Ultimately I ended up telling the model to render the same character, pinching a cantaloupe between his ankles, and then to remove the cantaloupe. It worked, but why do I have to trick Google's SOTA image generator to give me very basic stuff like this?
> I'm sorry, but I cannot fulfill your request as it contains conflicting instructions. You asked me to include the self-carved markings on the character's right wrist and to show him clutching his electromancy focus, but you also explicitly stated, "Do NOT include any props, weapons, or objects in the character's hands - hands should be empty." This contradiction prevents me from generating the image as requested.
My prompts are automated (e.g. I'm not writing them) and definitely have contained conflicting instructions in the past.
A quick google search on that error doesn't reveal anything either
we have user-preference rankings that put NB2 on top: https://arena.ai/leaderboard/text-to-image
Afaik the only real competitor is Riverflow V2.

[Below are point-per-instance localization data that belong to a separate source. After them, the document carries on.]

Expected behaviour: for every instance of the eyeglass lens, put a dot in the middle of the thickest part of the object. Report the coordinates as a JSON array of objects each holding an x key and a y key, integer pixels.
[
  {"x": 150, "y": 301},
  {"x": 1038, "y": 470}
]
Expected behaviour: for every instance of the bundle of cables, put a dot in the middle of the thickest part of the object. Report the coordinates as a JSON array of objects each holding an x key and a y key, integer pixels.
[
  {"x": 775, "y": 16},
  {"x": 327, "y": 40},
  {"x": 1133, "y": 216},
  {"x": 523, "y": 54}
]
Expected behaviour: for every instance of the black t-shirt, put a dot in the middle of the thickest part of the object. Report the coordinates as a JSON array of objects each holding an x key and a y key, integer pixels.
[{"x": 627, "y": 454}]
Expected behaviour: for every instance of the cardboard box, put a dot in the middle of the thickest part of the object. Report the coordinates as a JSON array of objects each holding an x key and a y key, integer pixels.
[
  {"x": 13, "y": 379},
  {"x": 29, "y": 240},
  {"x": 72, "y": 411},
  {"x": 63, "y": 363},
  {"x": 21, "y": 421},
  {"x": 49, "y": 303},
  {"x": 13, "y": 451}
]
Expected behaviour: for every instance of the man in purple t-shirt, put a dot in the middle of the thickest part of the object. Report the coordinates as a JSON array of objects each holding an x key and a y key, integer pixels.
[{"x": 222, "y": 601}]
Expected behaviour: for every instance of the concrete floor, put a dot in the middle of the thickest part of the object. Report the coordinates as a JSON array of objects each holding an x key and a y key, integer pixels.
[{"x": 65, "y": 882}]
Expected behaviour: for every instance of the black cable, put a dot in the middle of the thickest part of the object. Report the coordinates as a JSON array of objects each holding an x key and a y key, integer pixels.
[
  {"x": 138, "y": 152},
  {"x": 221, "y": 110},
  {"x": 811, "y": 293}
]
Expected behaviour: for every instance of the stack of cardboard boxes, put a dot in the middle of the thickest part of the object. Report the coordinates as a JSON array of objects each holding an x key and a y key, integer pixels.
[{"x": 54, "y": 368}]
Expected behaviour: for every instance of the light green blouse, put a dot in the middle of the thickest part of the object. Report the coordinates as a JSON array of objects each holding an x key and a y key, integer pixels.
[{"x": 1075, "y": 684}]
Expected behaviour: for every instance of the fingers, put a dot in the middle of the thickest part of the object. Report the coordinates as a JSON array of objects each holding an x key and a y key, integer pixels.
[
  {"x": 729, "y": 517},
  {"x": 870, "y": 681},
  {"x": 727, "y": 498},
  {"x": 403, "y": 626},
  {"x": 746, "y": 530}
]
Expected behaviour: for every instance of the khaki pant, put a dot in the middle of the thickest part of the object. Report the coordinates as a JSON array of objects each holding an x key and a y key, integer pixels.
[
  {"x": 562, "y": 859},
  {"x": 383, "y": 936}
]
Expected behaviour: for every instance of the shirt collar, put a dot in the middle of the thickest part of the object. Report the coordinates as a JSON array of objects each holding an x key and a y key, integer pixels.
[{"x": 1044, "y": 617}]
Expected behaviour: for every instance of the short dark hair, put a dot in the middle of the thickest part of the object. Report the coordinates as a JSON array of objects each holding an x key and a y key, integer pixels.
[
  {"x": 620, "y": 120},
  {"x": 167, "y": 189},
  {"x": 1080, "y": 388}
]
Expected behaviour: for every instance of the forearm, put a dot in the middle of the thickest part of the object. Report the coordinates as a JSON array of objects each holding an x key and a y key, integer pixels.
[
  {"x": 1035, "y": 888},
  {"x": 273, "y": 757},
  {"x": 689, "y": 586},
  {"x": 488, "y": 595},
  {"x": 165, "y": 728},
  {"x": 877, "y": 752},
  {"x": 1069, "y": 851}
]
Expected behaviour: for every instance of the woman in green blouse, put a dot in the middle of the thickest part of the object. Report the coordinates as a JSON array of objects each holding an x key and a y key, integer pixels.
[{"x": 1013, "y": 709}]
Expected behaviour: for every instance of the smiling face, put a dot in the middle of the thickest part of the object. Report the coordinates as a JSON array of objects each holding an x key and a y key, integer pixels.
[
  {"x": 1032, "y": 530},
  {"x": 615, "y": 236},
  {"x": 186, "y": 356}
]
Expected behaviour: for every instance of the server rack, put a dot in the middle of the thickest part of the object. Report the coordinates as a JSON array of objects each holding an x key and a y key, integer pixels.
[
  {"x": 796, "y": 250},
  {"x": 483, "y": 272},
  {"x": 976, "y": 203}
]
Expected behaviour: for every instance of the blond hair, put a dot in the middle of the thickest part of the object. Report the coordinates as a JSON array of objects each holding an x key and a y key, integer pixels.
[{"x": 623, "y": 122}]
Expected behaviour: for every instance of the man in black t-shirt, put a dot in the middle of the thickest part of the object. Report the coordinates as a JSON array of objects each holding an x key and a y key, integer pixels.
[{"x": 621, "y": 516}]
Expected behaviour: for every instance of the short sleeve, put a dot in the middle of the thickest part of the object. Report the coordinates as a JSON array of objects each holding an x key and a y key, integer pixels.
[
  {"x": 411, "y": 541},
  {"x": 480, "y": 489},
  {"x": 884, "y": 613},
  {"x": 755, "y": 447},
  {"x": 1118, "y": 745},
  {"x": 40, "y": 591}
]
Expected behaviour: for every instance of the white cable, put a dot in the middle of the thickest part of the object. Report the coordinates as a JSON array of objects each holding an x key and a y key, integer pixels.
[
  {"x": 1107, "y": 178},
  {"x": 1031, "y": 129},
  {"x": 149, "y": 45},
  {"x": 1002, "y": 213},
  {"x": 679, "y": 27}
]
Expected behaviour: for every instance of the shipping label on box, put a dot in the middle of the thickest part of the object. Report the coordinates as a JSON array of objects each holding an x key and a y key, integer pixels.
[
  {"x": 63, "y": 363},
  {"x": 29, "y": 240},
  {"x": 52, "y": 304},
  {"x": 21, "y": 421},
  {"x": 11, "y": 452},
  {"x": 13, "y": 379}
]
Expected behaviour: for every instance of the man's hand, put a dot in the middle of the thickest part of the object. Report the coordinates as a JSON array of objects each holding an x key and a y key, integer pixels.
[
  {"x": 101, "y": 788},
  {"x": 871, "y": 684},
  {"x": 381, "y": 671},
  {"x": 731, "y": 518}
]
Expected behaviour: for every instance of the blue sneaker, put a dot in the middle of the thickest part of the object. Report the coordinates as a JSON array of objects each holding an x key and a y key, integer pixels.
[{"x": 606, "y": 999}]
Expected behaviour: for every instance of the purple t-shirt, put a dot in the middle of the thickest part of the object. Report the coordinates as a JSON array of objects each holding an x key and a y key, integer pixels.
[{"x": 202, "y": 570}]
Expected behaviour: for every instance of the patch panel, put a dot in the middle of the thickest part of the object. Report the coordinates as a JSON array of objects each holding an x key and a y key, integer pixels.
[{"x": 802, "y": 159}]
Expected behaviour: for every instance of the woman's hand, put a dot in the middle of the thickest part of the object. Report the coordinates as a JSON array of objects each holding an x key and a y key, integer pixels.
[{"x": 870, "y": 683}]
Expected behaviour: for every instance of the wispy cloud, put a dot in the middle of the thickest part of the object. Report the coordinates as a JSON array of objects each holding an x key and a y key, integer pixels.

Previous nano banana frequently made speech attribution errors, the new one seems a lot more consistent.
source: https://deepmind.google/models/model-cards/gemini-3-1-flash-...
But the prompt "can you depict a cartoonish orange man with a pooh bear in political cartoon style?” correctly generates Trump.[1] So there’s that.
I would be happy to never see any more AI slop.
Just think we conceptually know what a brushless motor design looks like and it's just pixels. I guess even if it did produce the image we wouldn't know what it means.